Суконный костюм, свитер, патронташ, ремень, ружьё, фотоаппарат на кожаной петле на шее – всё, такое удобное, стало предавать, сковывать, тянуть ко дну, и было понятно, что в этой выкладке не продержишься. Он знал, что одежда топит, но не ожидал, что настолько. И что придётся так биться. Работать руками, которые проваливаются с упругой продрожью, месят по-собачьи безопорную холодцовую толщу. Из мгновенных ощущений было ощущение нешуточности, именно от этого нелепого беспорядочного барахтанья. И что всё происходило независимо и само определяло темп схватки.

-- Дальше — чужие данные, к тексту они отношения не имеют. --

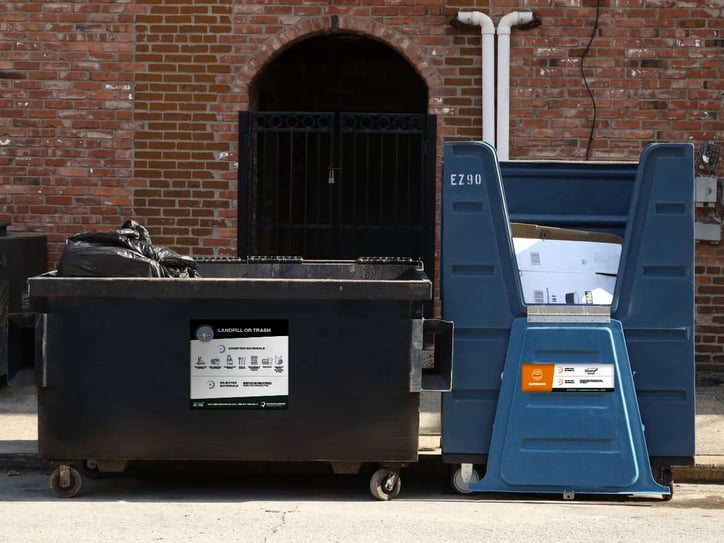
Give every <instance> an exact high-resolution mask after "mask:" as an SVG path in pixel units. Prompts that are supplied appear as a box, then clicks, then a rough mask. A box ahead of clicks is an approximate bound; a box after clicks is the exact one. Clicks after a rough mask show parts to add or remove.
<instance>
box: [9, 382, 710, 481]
mask: <svg viewBox="0 0 724 543" xmlns="http://www.w3.org/2000/svg"><path fill="white" fill-rule="evenodd" d="M439 409H440V402H439V394H437V395H435V394H430V395H426V396H423V398H422V413H421V417H420V453H421V454H439V452H440V449H439V447H440V414H439ZM696 409H697V411H696V457H695V464H694V465H693V466H687V467H675V468H674V469H673V475H674V481H675V482H679V483H718V484H724V374H705V375H699V376H698V378H697V388H696ZM37 420H38V417H37V390H36V387H35V386H34V385H3V386H0V471H3V472H4V471H10V470H18V469H49V467H50V465H49V464H48V463H47V462H45V461H43V460H39V459H38V457H37V454H38V441H37V439H38V433H37Z"/></svg>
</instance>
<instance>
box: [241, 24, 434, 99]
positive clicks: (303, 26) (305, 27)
mask: <svg viewBox="0 0 724 543" xmlns="http://www.w3.org/2000/svg"><path fill="white" fill-rule="evenodd" d="M336 31H343V32H346V33H351V34H359V35H362V36H366V37H371V38H374V39H377V40H378V41H380V42H382V43H384V44H386V45H388V46H389V47H391V48H392V49H394V50H395V51H397V52H398V53H399V54H400V55H401V56H402V57H403V58H405V59H406V60H407V61H408V62H409V63H410V65H411V66H412V67H413V68H414V69H415V71H416V72H417V74H418V75H419V76H420V77H421V78H422V80H423V81H424V82H425V84H426V85H427V88H428V90H429V91H430V92H429V97H428V101H429V102H430V103H431V102H432V99H433V98H432V97H433V95H434V93H433V92H432V89H436V88H439V87H440V86H441V85H442V78H441V77H440V75H439V74H438V73H437V71H436V70H435V68H434V67H433V66H432V64H431V63H430V62H429V60H428V59H427V58H426V57H425V55H423V53H422V52H421V51H420V49H419V48H418V47H417V46H416V45H415V44H414V43H412V41H411V40H410V38H408V37H407V36H405V35H404V34H401V33H399V32H397V31H395V30H392V29H391V28H389V27H388V26H385V25H383V24H380V23H378V22H376V21H373V20H370V19H364V18H360V17H354V16H349V15H331V16H325V17H318V18H314V19H306V20H304V21H302V22H301V23H299V24H296V25H292V26H289V27H286V28H285V29H284V30H282V31H281V32H280V33H279V34H277V35H276V36H272V37H271V38H269V39H268V40H266V41H265V42H264V43H263V44H261V46H260V47H259V48H258V49H257V51H256V53H255V54H254V55H253V56H252V57H251V58H250V59H249V60H248V61H247V63H246V64H245V65H244V67H243V68H242V69H241V72H240V73H239V74H238V76H237V87H238V88H239V90H243V91H245V92H246V93H248V90H249V86H250V85H251V84H252V82H253V80H254V79H255V78H256V76H257V75H259V74H260V73H261V71H262V70H263V69H264V68H265V67H266V65H267V64H268V63H269V62H270V61H271V60H272V59H273V58H274V57H275V56H276V55H278V54H279V53H281V52H282V51H283V50H285V49H287V48H288V47H290V46H293V45H294V44H295V43H297V42H299V41H301V40H302V39H305V38H309V37H312V36H321V35H325V34H329V33H331V32H336Z"/></svg>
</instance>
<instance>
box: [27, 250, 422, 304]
mask: <svg viewBox="0 0 724 543" xmlns="http://www.w3.org/2000/svg"><path fill="white" fill-rule="evenodd" d="M199 273H200V275H201V277H196V278H160V277H64V276H59V275H58V274H57V272H55V271H53V272H49V273H46V274H43V275H39V276H36V277H31V278H29V279H28V283H29V286H30V297H31V298H43V297H45V298H48V297H71V298H94V297H100V298H135V299H138V298H142V299H164V300H168V299H185V298H197V299H217V300H218V299H224V300H234V299H236V300H363V301H382V302H384V301H428V300H430V299H431V298H432V282H431V281H430V279H429V278H428V276H427V275H426V274H425V272H424V271H423V269H422V265H421V264H419V262H417V261H415V262H414V263H400V262H398V261H397V260H395V261H393V262H391V263H368V262H362V261H297V260H295V261H292V262H289V261H285V262H266V261H265V262H248V261H246V260H241V259H238V260H234V259H220V260H211V261H203V260H201V261H199Z"/></svg>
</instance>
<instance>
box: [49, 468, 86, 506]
mask: <svg viewBox="0 0 724 543" xmlns="http://www.w3.org/2000/svg"><path fill="white" fill-rule="evenodd" d="M82 486H83V478H82V477H81V475H80V472H79V471H78V470H77V469H75V468H74V467H73V466H66V465H62V466H59V467H57V468H55V469H54V470H53V473H51V474H50V489H51V490H52V491H53V493H54V494H55V495H56V496H58V497H59V498H72V497H73V496H75V495H76V494H78V492H79V491H80V488H81V487H82Z"/></svg>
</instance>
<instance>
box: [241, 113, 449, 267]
mask: <svg viewBox="0 0 724 543" xmlns="http://www.w3.org/2000/svg"><path fill="white" fill-rule="evenodd" d="M435 137H436V124H435V117H434V116H432V115H420V114H390V113H380V114H378V113H324V112H307V113H305V112H296V113H290V112H242V113H240V115H239V142H240V146H239V148H240V155H239V191H238V193H239V207H238V212H239V223H238V224H239V232H238V243H239V255H240V256H251V255H254V256H279V255H289V256H301V257H304V258H307V259H348V258H358V257H366V256H381V257H392V256H396V257H412V258H420V259H422V260H423V261H424V262H425V268H426V271H427V273H428V275H430V276H432V270H433V246H434V220H435V218H434V216H435Z"/></svg>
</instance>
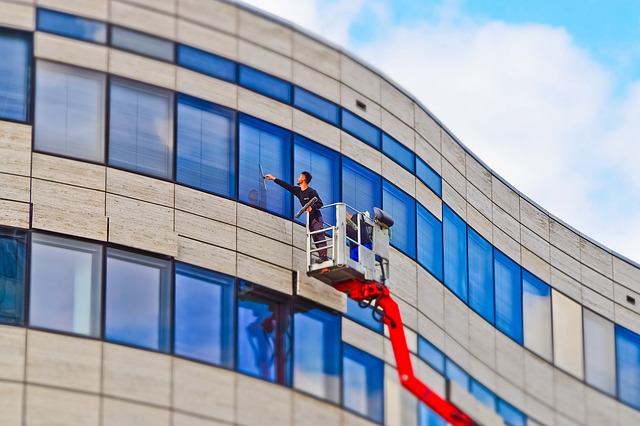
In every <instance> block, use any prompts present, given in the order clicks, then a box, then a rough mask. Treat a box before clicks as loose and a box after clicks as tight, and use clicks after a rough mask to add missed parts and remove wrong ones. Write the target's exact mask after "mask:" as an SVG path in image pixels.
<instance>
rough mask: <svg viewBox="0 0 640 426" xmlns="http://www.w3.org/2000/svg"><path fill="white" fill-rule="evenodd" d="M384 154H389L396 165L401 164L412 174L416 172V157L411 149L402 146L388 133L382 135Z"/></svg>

Тянуло чугунно вниз, и надо было молотить руками и ногами, и это вычерпывало силы с пугающей скоростью. И только огромный рот дыхательной судорогой цеплялся за воздух, карабкался и соскальзывал с куска сырого неба, за который держался, как за лаз.
Не было никаких положенных мыслей о смерти, никакая жизнь не прошла пред очами огромным мгновением – только звериное барахтанье и короткие мысли-ощущения, мысли-молнии. Барахтался он уже вертикально и в один момент ушёл с головой, так что дрызче и беспощадней рванулась вода в ноздри и уши и сомкнулись сверху сверкающие серебряные сабельки.
Он вынырнул. Сердце колотилось, как автоматная очередь. Всё существо обратилось в огромное дыхание – в машинного ритма паровозную отсечку. Не остановить – как биение поршня в цилиндре, когда поддали топлива. Ни задержать, ни перевести дух. Непонятно, где дыхание, где сердце. И одно спасение – прекратить надрыв груди, пружинно-клапанный приступ…
Отчаянная борьба материй. Рук, лёгких, воды, льда – они главный смысл, а он при них добавкой и ничего не значит, и главное – не лезть, не мешать сердцу, ногам, диафрагме.
Впереди метрах в пятнадцати от кромки вмёрзший плот, а совсем недалеко седушка от скрадка – чурки, сбитые доской. Чурки хозяйские, такие же толстые, как бревна избушки. Он и грёб к ним, чувствуя, что дышит не он, а грудь сама качает его рывками и лёгкие сейчас сорвутся. Он добрался до седушки и вцепился, и она тут же выломилась изо льда.
– Пира-а-ат! Пират, бляха, ко мне! Пира-а-ат! – зачем-то прокричала грудь.
* * *
Никогда в жизни, ни в земной, ни в вечной – или так казалось – не испытывал он большего восторга и благодарности… Не было ничего более справедливого, а в эти минуты хотелось именно справедливости… И нигде и никогда во всей неохватной Вселенной не существовало большего чуда, чем звонкий крик:
– Держись, Сергей Иваныч! Я тичас! Держись! Пират, ко мне, сука! Ко мне…!!!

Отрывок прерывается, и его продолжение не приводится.